Monday October 25, 2004 Why I Run
Monday October 25, 2004 Why I Run
This morning was the second straight day I resumed my morning run, though in more recent years, it has come to resemble a jog rather than a run. Besides swimming, running is the most demanding enterprise to which you can subject your body. I tried bicycling and you can work up a sweat, but it would take me a great deal more time and distance to do so than running. The act of running has become somewhat of a religious experience for me. To do it well, you must clear your mind completely of thought once you've reached this state of quiescent thought you give your mind over to the repetitiveness of your body and its forward progress, one foot touching the earth, pushing with just the right amount of force to catapult the body forward until the other foot repeats the motion. In a finely tuned athlete the motion appears effortless and the body hardly seems to touch the ground with each foot fall. Watching this runner from the side as he runs along a fence of about his height, you will see the runner's head trace a straight line along the length of the fence. There is no wasted motion propelling the body up, only well-directed energy moving the body forward.
When I start each run, this is my holy grail reaching a state of grace that allows me to achieve this level of perfection. But alas, I am not the image of this graceful being but rather a quasimoto by comparison. I lack the sense of precise timing to achieve the regularity of movement one foot hitting at an interval and at a distance exactly the same as the other. Still I take great pleasure in making the effort. And running has become a form of pleasure for me. The body seems to long for the surge of adrenalin that courses through your physical structure moving blood at the very extremities of your feet and fingers along the superhighway of arteries to that marvelous muscle of the heart. It glories in the sound of feet slapping concrete and macadam with a rhythmic beat hough in my case offbeat.
Physical exertion has become a metaphor of the eternal struggle that we all endure. All of us struggle to get through the day, coping with one crisis after another. It is little wonder that a good number of us choose to hide from the harsh reality of this struggle. When I was growing up I was taught by my family and the world around me that a man has got to do what a man has got to do. For me I have to run. I have to continue to test my ability to do this very essential part of being alive. I like to think of the modern world as the manufactured version of the Serengeti. Like the lush African Savannah, the modern world is teaming with life. Just as on the Serengeti there are predators and prey and you have to know which one you are, sometimes the former, sometimes the latter. The natural instinct to fight or flee has to be well calibrated.
I find the act of running every day engenders in you an instinct for surviving all the day-to-day crises that confront you. Your ability to size up situations as diverse as merging onto the freeway or reading the body language in a business meeting is enhanced as a result of that daily physical exertion. Running nurtures and cultivates those natural instincts that all of us had and used extensively when we were among the wildlife on the Serengeti. Athletes have this sense, which comes from a competitor's need to read the playing field and instinctively adjust to its ever-changing environment. But the sedentary life of sitting in front of computers all day and driving back and forth every where we need to go tends to dull these instincts, to allow them to loose their edge.

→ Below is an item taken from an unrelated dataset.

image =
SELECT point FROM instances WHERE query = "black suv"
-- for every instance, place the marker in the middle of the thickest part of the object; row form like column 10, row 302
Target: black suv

What I've learned tells me that I'm at my best when I'm near the edge of what I think I can do. In running, it's pushing myself to beat my time yesterday by a minute and repeating the process the next day. Eventually, I'll reach a limit of what I'm physically capable of doing, but there will come a day when there is a great tail wind, and the stars are all aligned, and my body draws on some inner strength I had no idea it had and I manage to soundly beat my personal best. On those days, I feel as if I could run on without ever stopping. After one of these runs I've experienced a sense of inner bliss that is very similar to being in a state of grace and you get the feeling that anything is possible.